A school official told local lawmakers that Narcan has been administered twice so far in this school year.
In February, CNN reported on a couple arrested in Carrollton, Texas, after 10 juveniles overdosed and three died. Authorities said they traced a deluge of pills known as “M30s” from middle and high schools in the area to one house. M30s are counterfeit synthetic opioids pressed to look like prescription oxycodone.
In Hays County, Texas, during the summer and first week of the school year, four students died of suspected fentanyl poisoning. Another student, a 14-year-old, died in January.
Back in April, CNN reported on a University of California, Los Angeles study that argued US teens are actually using drugs less frequently, but the drugs are more dangerous.
“One of the big challenges with this increase in youth overdoses that we’re seeing is the scarcity of appropriate treatment options,” Volo testified in Virginia, adding that her office is focused on finding better treatment and abuse education options for adolescents.
When I talked to Emily Bentley, the opioid response coordinator in Alexandria, Virginia, she noted a trend: Overdoses in Alexandria have predominantly been in the region’s growing Hispanic community.
Simply identifying a spike of overdoses as it is happening has become a major goal, said Jeff Beeson, the deputy director of the Washington/Baltimore High Intensity Drug Trafficking Area program, one of several dozen such offices set up throughout the country to coordinate community responses to illegal drugs overseen by the Office of National Drug Control Policy with help from the Drug Enforcement Administration.
Beeson’s office has also created ODMAP.org, a real-time overdose mapping application funded by the government to help public safety officials respond to the crisis.
A backer of the ODMAP application is Lake Travis Fire Rescue Chief Robert Abbott, who told me there were five nonfatal overdoses in his community outside Austin, Texas, in a little more than 24 hours between Sunday and Monday.
“I can tell you this opioid crisis is present in every demographic that we represent,” Abbott said. “It’s in the affluent areas; it’s in the poorest and the middle-class areas. And it’s often with people who have no experience using narcotics.”
When I spoke with him, he was preparing to testify at the state capitol in Austin in support of a bill that would protect local officials from certain privacy law provisions and require first responders to enter certain information about overdoses into ODMAP.
ODMAP is meant to help local officials identify trends and locate hot spots.

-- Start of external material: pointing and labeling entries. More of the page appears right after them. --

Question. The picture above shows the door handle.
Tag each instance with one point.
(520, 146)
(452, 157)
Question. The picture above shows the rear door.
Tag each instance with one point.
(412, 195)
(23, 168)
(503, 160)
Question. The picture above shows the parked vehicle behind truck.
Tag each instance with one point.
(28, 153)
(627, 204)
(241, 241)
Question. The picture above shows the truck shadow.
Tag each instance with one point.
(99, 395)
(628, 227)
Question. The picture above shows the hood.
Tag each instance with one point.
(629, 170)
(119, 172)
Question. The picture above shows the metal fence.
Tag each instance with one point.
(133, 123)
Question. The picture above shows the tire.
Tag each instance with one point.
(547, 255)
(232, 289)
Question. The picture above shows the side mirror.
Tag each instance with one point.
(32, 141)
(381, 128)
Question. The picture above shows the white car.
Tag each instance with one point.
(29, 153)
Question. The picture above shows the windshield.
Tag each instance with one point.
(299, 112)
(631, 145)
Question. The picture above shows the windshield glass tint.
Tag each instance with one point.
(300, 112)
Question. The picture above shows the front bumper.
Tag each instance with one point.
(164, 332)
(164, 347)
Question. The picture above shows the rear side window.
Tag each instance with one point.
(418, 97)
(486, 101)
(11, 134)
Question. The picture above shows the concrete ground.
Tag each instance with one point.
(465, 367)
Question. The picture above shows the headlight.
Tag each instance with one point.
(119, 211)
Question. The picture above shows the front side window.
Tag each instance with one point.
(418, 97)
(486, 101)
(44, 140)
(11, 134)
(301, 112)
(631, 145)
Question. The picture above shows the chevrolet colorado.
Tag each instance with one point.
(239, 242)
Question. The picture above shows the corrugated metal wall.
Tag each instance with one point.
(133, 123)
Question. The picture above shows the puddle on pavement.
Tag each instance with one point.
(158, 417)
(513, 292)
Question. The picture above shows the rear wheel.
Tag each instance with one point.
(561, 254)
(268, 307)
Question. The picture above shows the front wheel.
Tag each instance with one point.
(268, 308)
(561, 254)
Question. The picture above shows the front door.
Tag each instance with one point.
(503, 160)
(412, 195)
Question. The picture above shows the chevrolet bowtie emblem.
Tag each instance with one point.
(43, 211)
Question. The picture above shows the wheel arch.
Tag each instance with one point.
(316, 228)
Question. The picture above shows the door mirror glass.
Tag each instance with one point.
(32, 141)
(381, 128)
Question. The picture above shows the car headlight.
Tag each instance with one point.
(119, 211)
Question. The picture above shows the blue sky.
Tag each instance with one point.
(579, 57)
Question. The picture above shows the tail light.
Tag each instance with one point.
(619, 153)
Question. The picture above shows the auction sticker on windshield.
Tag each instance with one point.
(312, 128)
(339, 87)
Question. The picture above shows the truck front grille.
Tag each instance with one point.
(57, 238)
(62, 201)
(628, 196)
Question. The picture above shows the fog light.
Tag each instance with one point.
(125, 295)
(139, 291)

That helps first responders be ready and can help law enforcement move to contain the flow of drugs. Note: There is no public-facing version of the application, and privacy restrictions mean the data cannot be shared publicly.

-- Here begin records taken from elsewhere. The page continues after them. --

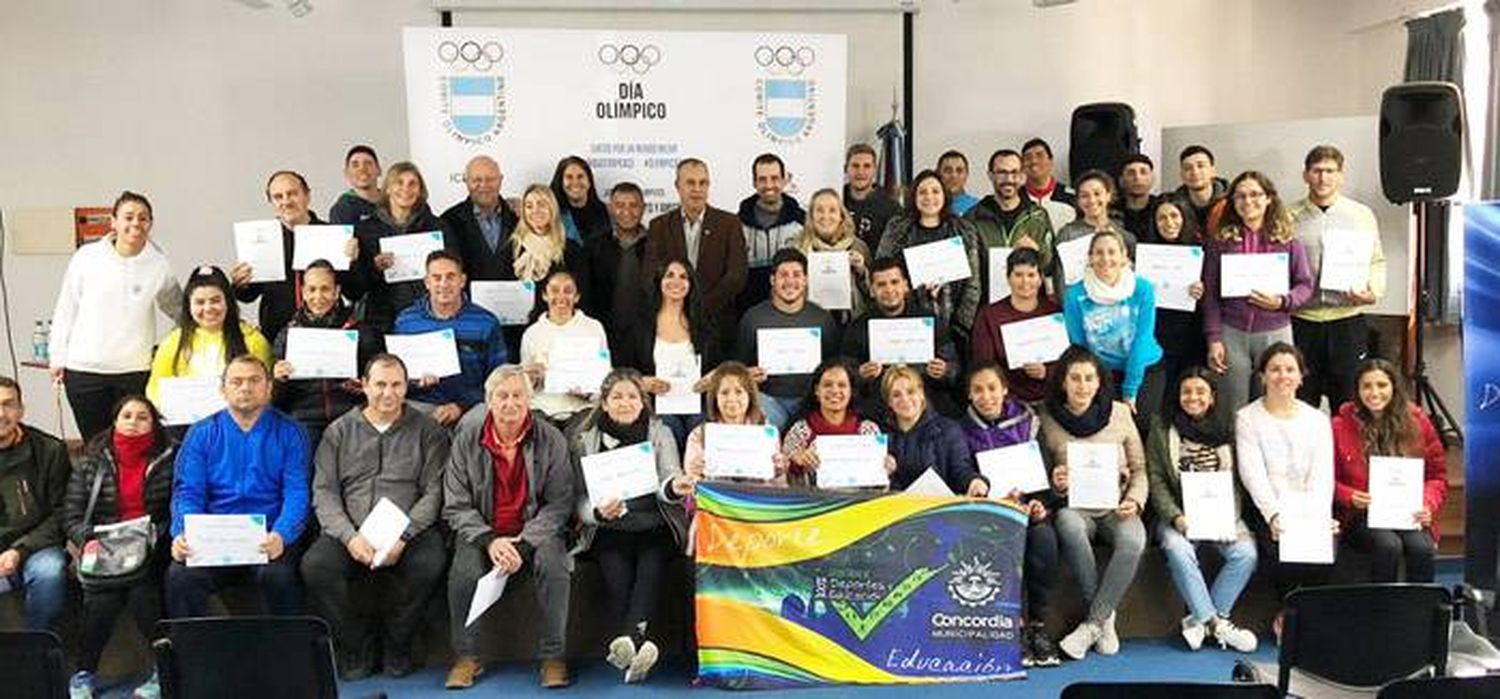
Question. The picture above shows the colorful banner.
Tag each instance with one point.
(804, 588)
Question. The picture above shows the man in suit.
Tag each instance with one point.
(708, 237)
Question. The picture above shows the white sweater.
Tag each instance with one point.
(1281, 459)
(105, 314)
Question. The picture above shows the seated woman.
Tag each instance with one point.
(1199, 437)
(996, 420)
(828, 413)
(1080, 411)
(126, 473)
(635, 539)
(563, 326)
(923, 440)
(1383, 422)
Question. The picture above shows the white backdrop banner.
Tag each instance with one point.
(630, 102)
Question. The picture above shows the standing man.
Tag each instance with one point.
(711, 240)
(362, 171)
(870, 206)
(1331, 327)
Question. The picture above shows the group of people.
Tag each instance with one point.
(488, 467)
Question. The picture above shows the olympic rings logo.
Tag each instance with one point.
(471, 54)
(630, 57)
(785, 59)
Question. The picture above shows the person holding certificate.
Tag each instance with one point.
(402, 212)
(1113, 312)
(1082, 413)
(1382, 420)
(1241, 329)
(923, 440)
(246, 459)
(381, 452)
(132, 462)
(509, 497)
(632, 537)
(1286, 462)
(830, 228)
(1199, 438)
(930, 219)
(996, 420)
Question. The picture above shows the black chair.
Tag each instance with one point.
(228, 657)
(1364, 635)
(1169, 690)
(32, 665)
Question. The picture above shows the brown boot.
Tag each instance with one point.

“Maybe a small community or a small subdivision, where initially there have never been ODs, now we’re running four of them, let’s say over a couple of weeks,” Abbott said.

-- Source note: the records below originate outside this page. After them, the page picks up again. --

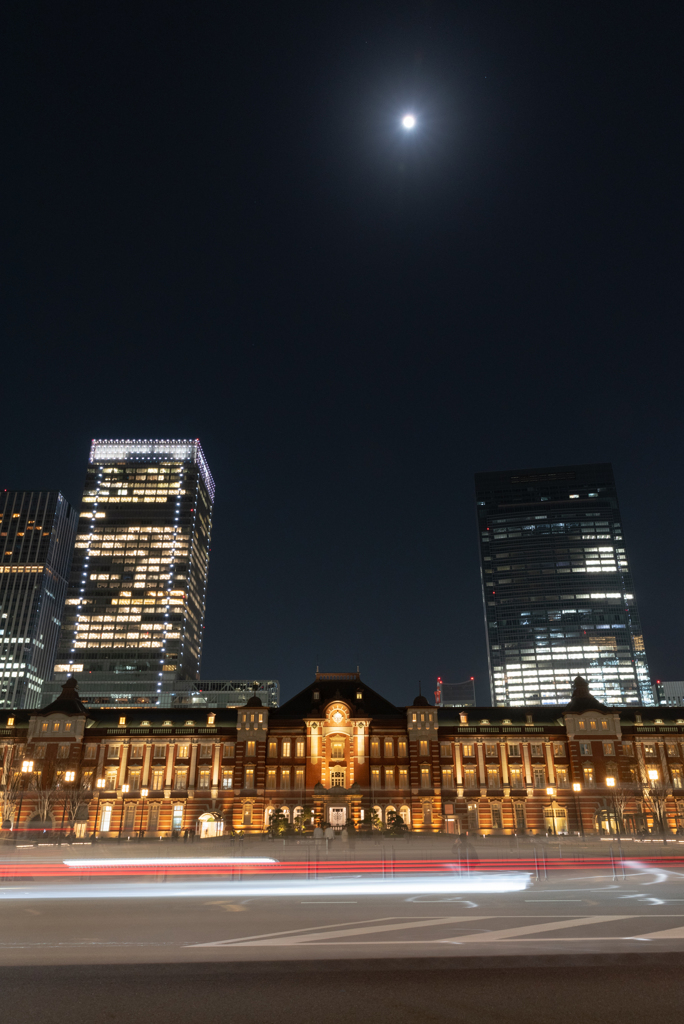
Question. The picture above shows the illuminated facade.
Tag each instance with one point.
(36, 545)
(341, 754)
(557, 587)
(134, 612)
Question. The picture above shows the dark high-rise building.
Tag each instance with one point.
(134, 613)
(557, 588)
(36, 547)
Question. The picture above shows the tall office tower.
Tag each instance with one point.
(134, 614)
(557, 588)
(36, 547)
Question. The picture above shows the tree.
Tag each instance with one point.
(395, 825)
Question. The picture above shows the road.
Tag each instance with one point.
(579, 946)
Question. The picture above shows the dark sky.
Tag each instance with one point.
(213, 226)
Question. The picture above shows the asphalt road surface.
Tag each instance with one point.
(578, 946)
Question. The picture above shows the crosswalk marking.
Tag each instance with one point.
(513, 933)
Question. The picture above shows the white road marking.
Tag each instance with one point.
(514, 933)
(298, 939)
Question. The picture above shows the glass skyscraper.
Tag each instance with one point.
(134, 612)
(557, 588)
(36, 546)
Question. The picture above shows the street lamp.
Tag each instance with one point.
(69, 777)
(27, 769)
(143, 794)
(125, 787)
(550, 792)
(576, 788)
(99, 783)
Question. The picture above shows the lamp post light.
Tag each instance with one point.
(143, 794)
(27, 769)
(70, 776)
(550, 793)
(99, 783)
(576, 788)
(124, 790)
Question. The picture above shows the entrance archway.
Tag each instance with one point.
(210, 825)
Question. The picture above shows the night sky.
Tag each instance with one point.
(214, 226)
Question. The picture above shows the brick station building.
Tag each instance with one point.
(346, 752)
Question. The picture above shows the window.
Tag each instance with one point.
(520, 817)
(473, 817)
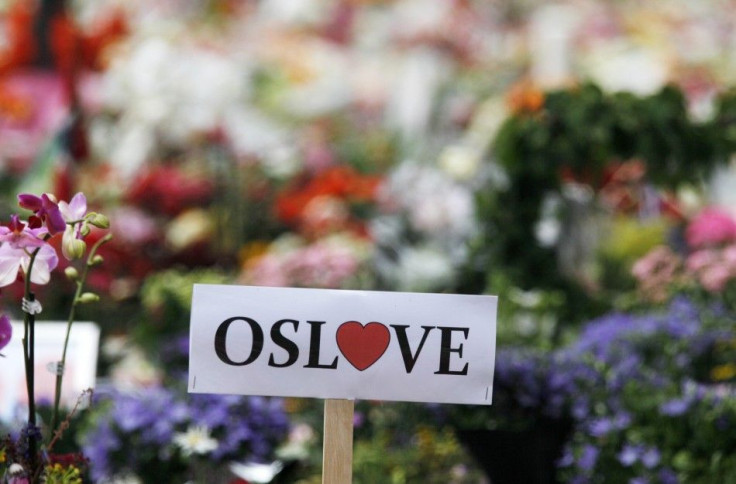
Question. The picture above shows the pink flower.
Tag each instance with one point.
(19, 236)
(714, 278)
(46, 209)
(75, 210)
(13, 259)
(656, 271)
(711, 227)
(729, 255)
(6, 331)
(701, 259)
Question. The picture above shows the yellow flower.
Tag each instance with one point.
(58, 474)
(723, 372)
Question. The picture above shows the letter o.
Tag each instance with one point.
(221, 338)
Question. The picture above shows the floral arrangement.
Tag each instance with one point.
(574, 158)
(27, 252)
(702, 263)
(663, 399)
(179, 437)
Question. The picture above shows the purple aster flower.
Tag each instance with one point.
(675, 407)
(588, 458)
(600, 427)
(629, 455)
(651, 457)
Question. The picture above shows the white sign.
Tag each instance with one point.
(79, 374)
(343, 344)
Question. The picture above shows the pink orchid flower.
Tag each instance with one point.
(19, 236)
(73, 212)
(13, 259)
(6, 331)
(45, 209)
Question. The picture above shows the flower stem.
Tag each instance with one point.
(29, 356)
(70, 321)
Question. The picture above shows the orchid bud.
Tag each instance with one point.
(88, 297)
(71, 273)
(72, 247)
(98, 220)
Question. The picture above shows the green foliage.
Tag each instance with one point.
(579, 135)
(167, 297)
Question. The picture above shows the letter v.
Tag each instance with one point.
(409, 359)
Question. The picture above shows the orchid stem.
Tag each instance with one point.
(29, 354)
(70, 321)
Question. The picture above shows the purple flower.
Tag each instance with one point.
(588, 458)
(19, 236)
(651, 457)
(45, 209)
(6, 331)
(675, 407)
(600, 427)
(629, 455)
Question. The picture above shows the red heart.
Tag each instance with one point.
(362, 345)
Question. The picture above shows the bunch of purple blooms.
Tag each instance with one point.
(162, 434)
(658, 411)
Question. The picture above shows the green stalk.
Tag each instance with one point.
(70, 321)
(29, 357)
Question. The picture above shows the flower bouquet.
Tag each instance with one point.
(28, 255)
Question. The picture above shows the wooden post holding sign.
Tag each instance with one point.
(337, 450)
(342, 345)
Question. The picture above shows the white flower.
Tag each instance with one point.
(196, 440)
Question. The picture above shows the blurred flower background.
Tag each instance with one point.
(574, 157)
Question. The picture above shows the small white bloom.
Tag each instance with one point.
(196, 440)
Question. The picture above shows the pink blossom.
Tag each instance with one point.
(6, 331)
(13, 259)
(701, 259)
(729, 255)
(656, 271)
(75, 210)
(46, 209)
(19, 236)
(711, 227)
(715, 277)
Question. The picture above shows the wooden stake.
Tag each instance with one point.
(337, 452)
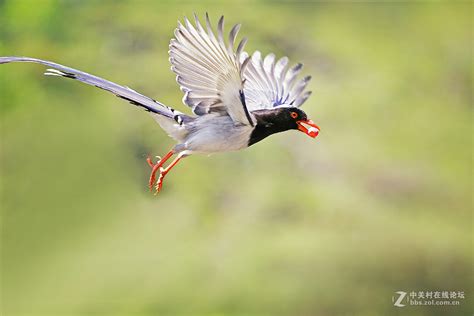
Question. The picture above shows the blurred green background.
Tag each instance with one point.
(380, 202)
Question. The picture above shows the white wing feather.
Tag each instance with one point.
(208, 70)
(270, 83)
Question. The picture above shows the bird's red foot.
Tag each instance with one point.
(156, 167)
(164, 172)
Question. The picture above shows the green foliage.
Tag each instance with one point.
(379, 202)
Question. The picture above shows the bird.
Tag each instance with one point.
(237, 98)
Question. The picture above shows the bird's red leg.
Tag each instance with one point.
(156, 167)
(163, 172)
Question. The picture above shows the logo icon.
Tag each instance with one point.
(399, 300)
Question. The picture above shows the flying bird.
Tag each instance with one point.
(237, 99)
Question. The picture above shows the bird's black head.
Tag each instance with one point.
(271, 121)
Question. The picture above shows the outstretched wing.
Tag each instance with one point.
(208, 70)
(270, 83)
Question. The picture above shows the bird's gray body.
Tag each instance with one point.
(223, 86)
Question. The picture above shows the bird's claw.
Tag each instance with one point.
(159, 183)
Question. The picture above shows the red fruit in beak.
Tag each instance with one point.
(308, 127)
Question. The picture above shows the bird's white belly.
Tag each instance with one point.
(220, 135)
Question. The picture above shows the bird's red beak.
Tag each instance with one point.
(308, 127)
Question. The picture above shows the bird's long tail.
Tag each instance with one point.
(122, 92)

It’s hard to believe data from the US Centers for Disease Control and Prevention actually showed a slight decrease in the number of overdose deaths last year. The number is still painfully and tragically high: In the 12-month period ending September 2022, the US government predicted 106,840 drug overdose deaths.
The epidemic is presenting itself in different ways across the country, and most overdoses are nonfatal. A CDC dashboard shows a substantial increase in a number of nonfatal overdoses in states stretching from Georgia up to Pennsylvania, along with a band of spikes in Mississippi, Tennessee and Kentucky and also Washington state.
Volo wants to know more about how a possible FDA decision to make Narcan available over the counter will affect things.
“The big question will be price,” she said in her testimony, noting that a single package of the antidote is $140 or more. “What do we do about that cost? That cost will be a barrier for some people.”